A standout project in Andy Pavlo’s 15-445/645 course on database systems is Project 0: C++ Primer which asseses your knowledge of basic C++ features like:

  • references
  • std::move
  • templated functions and classes
  • smart pointers
  • locks
  • STL containers (std::set, std::vector, std::unordered_map)

This mandatory project is supposedly a self-evaluation safety mechanism for students on 15-445 to ensure they have enough C++ preparation to finish the course. Therefore, if you’re brushing up on your C++ skills then completing this project is an excellent goal.

Make sure to get into the habit of referring to the core language standards and style while writing your code:

This project builds a concurrent key-value store backed by a copy-on-write trie. You can find the starting code in the BusTub repository created for this course (we will only be dealing with Project 0).

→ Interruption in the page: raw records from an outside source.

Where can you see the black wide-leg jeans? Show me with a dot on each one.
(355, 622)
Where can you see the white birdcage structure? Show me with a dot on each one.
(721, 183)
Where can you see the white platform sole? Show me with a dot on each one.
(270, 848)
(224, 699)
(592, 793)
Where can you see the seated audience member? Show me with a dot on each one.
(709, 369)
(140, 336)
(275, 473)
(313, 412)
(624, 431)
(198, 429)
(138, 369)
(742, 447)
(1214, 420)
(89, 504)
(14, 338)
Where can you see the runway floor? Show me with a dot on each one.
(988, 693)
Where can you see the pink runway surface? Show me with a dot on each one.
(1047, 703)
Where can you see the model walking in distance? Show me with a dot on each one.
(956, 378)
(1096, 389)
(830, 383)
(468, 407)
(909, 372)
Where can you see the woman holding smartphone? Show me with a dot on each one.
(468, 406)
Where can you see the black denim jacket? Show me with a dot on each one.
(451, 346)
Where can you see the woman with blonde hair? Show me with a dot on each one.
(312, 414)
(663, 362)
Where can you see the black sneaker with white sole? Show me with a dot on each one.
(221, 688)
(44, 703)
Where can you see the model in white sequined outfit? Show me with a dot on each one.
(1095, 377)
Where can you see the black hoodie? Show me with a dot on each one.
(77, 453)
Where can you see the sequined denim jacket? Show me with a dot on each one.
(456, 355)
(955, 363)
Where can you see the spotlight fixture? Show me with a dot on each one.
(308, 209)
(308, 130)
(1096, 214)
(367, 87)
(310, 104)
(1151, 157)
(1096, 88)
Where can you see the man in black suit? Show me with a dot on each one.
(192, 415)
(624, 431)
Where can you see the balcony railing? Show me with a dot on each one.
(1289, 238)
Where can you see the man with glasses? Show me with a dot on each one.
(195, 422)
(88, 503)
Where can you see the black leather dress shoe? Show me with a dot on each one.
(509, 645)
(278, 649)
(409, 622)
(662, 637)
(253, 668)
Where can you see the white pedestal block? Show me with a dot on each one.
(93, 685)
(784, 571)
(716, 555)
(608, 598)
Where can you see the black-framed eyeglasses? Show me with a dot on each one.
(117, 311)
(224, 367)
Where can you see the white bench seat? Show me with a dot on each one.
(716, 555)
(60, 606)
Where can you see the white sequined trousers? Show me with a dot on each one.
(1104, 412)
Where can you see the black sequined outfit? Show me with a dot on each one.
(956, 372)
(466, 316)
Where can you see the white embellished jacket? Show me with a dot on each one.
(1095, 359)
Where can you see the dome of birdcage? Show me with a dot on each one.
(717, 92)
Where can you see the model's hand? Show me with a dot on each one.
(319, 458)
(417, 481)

$ git clone https://github.com/cmu-db/bustub.git
$ cd bustub
# macOS
$ build_support/packages.sh
$ mkdir build && cd build
$ cmake -DCMAKE_BUILD_TYPE=Debug ..
$ make -j`nproc`

We can test our using the four in-built GTest unit test cases.

$ cd build
$ make trie_test trie_store_test -j$(nproc)
$ make trie_noncopy_test trie_store_noncopy_test -j$(nproc)
$ ./test/trie_test
$ ./test/trie_noncopy_test
...

If you are interested in using gdb for debugging, then you might like this presentation by Greg Law.

Copy-on-write KV store

Copy-on-write (COW) is a common strategy used to resolve concurrency and reliability issues. Essentialy, any update operation to an original, shared resource requires a new, private copy to be made and parts of the original copy which are unchanged are re-used in the private copy. This approach is seen in network file servers like:

  • NetApp’s Write Anywhere File Layout (WAFL)
  • ZFS (Sun/Oracle)

Copy-on-write with data blocks mapped using inodes


The transactional/atomic nature of COW is apparent because if the write operation is interrupted (i.e., if a crash occurs in the middle), then the state of the old version is unchanged. Transactions only update the old version when they are committed, which in this case means persisting the new version. Old version pointers can be stored as snapshots to provide instant and cheap backups.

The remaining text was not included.